GENEVA, Aug 6 (UNHCR) - Almost 400 people have been rescued so far from a vessel which sank off Libya while attempting to cross the Mediterranean sea with an estimated 600 refugees and migrants on board, the UN refugee agency says.
UNHCR added that the bodies of a further 25 people had been recovered, but dozens more were still missing and feared dead in the latest tragedy which took place on Wednesday (Aug 5). Before this tragedy, some 2,100 people have died so far this year trying to cross the Mediterranean to reach Europe.
"Another terrible tragedy happened on the Mediterranean 15 miles off the coast of Libya, so obviously the boat was just setting off. Refugees and migrants do not deserve to die seeking a better life," UNHCR spokesperson Melissa Fleming said.
Fleming said that accounts from survivors described how the boat was packed and that people panicked when they saw a rescue boat approaching, rushing to one side and tipping the vessel over.
"These are boats which should only have 40-50 people on board and not 600. People were stuffed into the haul, shoulder to shoulder, feet to feet in every possible nook and cranny," she added.
According to people on the rescue boat, the flimsy, overcrowded fishing vessel sank within minutes. There were bodies, life jackets and debris in the water. Rescuers did what they could to save panicked and frightened people.
"No one should have to die reaching safety in Europe. The vast majority of people arriving to Europe across the Mediterranean - and there have been 200 000 this year - are people that are fleeing war and conflict and persecution. It is risky - over 2,000 have died so far this year," Fleming said.

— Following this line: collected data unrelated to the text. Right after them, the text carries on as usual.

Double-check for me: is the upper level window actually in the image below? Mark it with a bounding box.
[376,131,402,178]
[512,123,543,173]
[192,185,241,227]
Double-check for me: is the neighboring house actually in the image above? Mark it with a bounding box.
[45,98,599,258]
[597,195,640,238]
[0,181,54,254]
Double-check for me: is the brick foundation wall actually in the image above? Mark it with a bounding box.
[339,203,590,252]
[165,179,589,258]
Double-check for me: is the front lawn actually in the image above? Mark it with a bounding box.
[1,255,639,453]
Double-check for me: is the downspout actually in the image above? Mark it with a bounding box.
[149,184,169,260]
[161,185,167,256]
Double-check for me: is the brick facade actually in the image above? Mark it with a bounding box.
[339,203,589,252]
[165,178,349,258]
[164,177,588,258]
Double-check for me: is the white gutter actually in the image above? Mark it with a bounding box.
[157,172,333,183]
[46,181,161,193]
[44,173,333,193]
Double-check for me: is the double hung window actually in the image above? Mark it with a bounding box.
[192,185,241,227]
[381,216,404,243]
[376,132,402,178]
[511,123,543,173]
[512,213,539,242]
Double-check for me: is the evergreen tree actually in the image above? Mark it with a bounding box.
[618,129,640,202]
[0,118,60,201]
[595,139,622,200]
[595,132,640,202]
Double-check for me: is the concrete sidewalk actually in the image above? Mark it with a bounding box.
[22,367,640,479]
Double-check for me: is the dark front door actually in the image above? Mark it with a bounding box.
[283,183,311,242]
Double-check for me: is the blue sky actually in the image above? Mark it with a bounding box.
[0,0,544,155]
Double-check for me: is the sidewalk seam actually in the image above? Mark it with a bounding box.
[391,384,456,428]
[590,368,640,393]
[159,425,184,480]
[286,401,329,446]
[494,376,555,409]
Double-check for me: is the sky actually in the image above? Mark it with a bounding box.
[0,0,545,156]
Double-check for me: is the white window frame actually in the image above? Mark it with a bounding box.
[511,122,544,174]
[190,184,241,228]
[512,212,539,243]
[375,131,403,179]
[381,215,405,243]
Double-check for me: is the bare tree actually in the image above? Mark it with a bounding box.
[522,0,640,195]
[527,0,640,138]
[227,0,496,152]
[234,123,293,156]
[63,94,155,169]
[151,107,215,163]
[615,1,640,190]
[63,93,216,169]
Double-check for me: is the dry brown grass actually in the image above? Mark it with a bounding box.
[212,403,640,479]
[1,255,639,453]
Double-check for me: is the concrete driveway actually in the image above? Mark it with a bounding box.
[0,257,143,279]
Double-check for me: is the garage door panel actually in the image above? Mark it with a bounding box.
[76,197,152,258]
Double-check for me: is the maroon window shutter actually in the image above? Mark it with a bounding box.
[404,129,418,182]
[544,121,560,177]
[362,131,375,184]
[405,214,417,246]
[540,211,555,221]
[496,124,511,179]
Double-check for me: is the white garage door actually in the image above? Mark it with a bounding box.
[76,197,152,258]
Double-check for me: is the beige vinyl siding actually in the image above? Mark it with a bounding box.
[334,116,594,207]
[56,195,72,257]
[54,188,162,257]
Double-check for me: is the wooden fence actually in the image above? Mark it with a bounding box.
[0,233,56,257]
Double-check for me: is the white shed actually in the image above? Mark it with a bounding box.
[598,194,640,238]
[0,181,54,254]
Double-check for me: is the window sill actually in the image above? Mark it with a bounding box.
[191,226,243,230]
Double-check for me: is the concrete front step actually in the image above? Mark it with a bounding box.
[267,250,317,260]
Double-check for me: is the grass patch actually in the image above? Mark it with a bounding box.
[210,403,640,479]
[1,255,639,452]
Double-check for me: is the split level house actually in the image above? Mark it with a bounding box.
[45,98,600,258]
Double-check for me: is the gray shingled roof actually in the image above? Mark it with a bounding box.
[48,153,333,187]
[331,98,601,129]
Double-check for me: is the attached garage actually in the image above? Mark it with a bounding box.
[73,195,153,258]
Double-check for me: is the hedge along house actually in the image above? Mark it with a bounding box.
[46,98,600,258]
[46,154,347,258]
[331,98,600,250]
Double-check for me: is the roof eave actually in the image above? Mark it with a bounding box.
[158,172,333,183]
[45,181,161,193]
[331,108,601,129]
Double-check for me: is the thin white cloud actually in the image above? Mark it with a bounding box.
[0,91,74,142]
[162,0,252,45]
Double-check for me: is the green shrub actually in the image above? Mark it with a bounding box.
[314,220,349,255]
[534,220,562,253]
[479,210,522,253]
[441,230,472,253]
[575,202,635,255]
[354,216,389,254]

Fleming blamed "ruthless and money-hungry" smugglers for packing such large numbers of people on board unsuitable vessels and called for greater funding to help address the crisis and stem the flow of desperate people.
"Unfortunately, we have a system where refugees in neighbouring countries in the countries they first fled to, are not being assisted to the level we would like to see them assisted and this drives people to say, 'I can't make do here and we are going to go to Europe,'," she said.